Earlier today, Councilmember David Ryu celebrated the groundbreaking of a future bridge housing project at 1403 North Gardner Street, the site of the long-closed Hollywood Library. The new facility will specifically house women, and will feature thirty beds and amenities appropriate for this sub-section of the regional housing crisis. The development is scheduled to open next summer.
“Today, we are turning a new page in the story of homelessness in Hollywood and Council District Four,” Ryu said in a release. “I am proud to work with the City, County and community on turning this former library into a home, and into a beacon of hope for women facing homelessness.”
The project is funded by Measures H and HHH, which were passed in the 2016 election by voters in Los Angeles. It preceded Mayor Eric Garcetti's "A Bridge Home" program to find and identify locations throughout Los Angeles where short-term or permanent supportive housing can be built.
Ryu has been one of the Councilmembers, along with Mike Bonin and Herb Wesson, who has been caught in the center of a backlash against the city's efforts to reduce homelessness. He has been working to increase the number and types of beds available to people stuck on the streets. The backlash hasn't stopped Ryu from preaching that outreach and conversations are the cure to resistance and that the city has to keep moving forward.
“The voters approved HHH and H because they wanted us to do something," Ryu explained during an interview last week in his office in City Hall. Despite the public and loud backlash, Ryu is convinced that people want--no, are demanding--that the city move on reducing homelessness.
"And now, we’re doing something, but we have to give people a chance to weigh-in, to discuss, what’s going to happen in the communities where they live.”

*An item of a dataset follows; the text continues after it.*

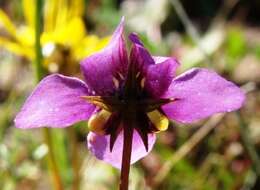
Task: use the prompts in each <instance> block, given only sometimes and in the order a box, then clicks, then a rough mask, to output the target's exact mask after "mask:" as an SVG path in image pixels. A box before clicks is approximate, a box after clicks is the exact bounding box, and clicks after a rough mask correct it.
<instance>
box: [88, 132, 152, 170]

While the Hollywood Library project has not been overly controversial, Ryu experienced the backlash first-hand at an open forum on what to do with vacant lots in Sherman Oaks. After a call for help to local Neighborhood Councils to identify potential locations for housing or safe park programs, the Sherman Oaks Neighborhood Council identified three lots owned by the Army Corps of Engineers that were not in use. Ryu asked the City Administration Office to review the sites to see what, if anything, the city could do there. Ryu's office decided to start the discussion early by hosting a public meeting to alert the community and begin to discuss options before the CAO released its report.

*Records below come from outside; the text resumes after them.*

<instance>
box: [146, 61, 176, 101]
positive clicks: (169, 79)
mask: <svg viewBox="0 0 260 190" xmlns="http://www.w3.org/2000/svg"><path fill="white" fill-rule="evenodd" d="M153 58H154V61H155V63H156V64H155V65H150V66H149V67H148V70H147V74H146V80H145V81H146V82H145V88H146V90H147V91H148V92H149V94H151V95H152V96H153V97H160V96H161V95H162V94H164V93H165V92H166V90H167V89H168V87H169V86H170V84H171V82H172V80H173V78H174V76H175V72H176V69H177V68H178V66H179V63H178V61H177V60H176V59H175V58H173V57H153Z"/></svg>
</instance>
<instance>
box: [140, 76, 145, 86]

And that's where things started to get complicated. The public meeting was a raucous affair, with organized opposition to any proposed structure or parking lot coming to the neighborhood. Supporters were shouted down. As seen on the Westside, hollow but loud cries of a recall echoed in the hall.
But Ryu believes the outrage was just a misunderstanding.
"They thought (the project) was a done deal," Ryu explained in his office last week. "We went out to the community at the same time we were asking the city to study these lots. We don’t even know what the city’s going to say; we should find out soon, but we didn’t want people to feel surprised."
In fact, just yesterday the CAO released a letter and its study recommending that the city not move forward with any sort of project on the lands. The Army Corps. of Engineers has leased one of the lots to the city, but has not allowed the city to build housing on the lot, nor has it been responsive about the other lots. (For more, visit this article at the Daily News.)
Yet Ryu doesn't see the outreach, backlash, or effort put into the Sherman Oaks projects as a negative.
“After that meeting there was a lot more interest in small group meetings, which is really the best way to talk with people," continued Ryu. "A lot of time people at the meetings understood what we are doing better. I won’t say they became supporters, but they understood.”
Sometimes understanding can be in short supply. The Sherman Oaks meeting was not an aberration in the city's outreach efforts to use the funding provided by ballot propositions to build bridge housing and permanent supportive housing.
As noted above, Councilmember Mike Bonin hosted a forum on a bridge housing shelter in Venice. Bonin and Los Angeles Mayor Eric Garcetti spent hours answering questions and responding to protestors who chanted "Venice Says NO" in addition to other, less politically correct, slogans. Council President Herb Wesson faces similar backlash over a proposed development in Koreatown.
Outside of the anger, there is another thread that connects this backlash. While everyone wants solutions to homelessness, there is controversy in communities where developments are proposed. When this reporter was covering a crosswalk opening in Venice, a protestor asked why Venice was being proposed for a homeless shelter when there are many other places that, to him, made more sense. At a City Council meeting on the proposed Koreatown shelter, a woman asked, “Why are you targeting only Koreatown?”
Ryu has heard this concern too.
"I’ve heard ‘why don’t you build near the beach?’ commented Ryu. "Why don’t you build in Koreatown?’ ‘Why don’t you build in downtown?’ Of course, the city already is looking there.”
Ryu points to this confusion to counter the idea that there is an organized response to proposed homeless shelters, similar to what Keep L.A. Moving is to transportation projects.* Instead, people are reacting to changes in their neighborhoods with which they are not comfortable.
“People don’t come out to meetings because they’re angry, they come out because they’re scared," Ryu explains. "They’re scared because they’re worried about shelters (or housing) bringing more homeless people to their communities. But the truth is, they’re already here.”
*The Keep L.A. Moving analogy is mine, not Ryu's.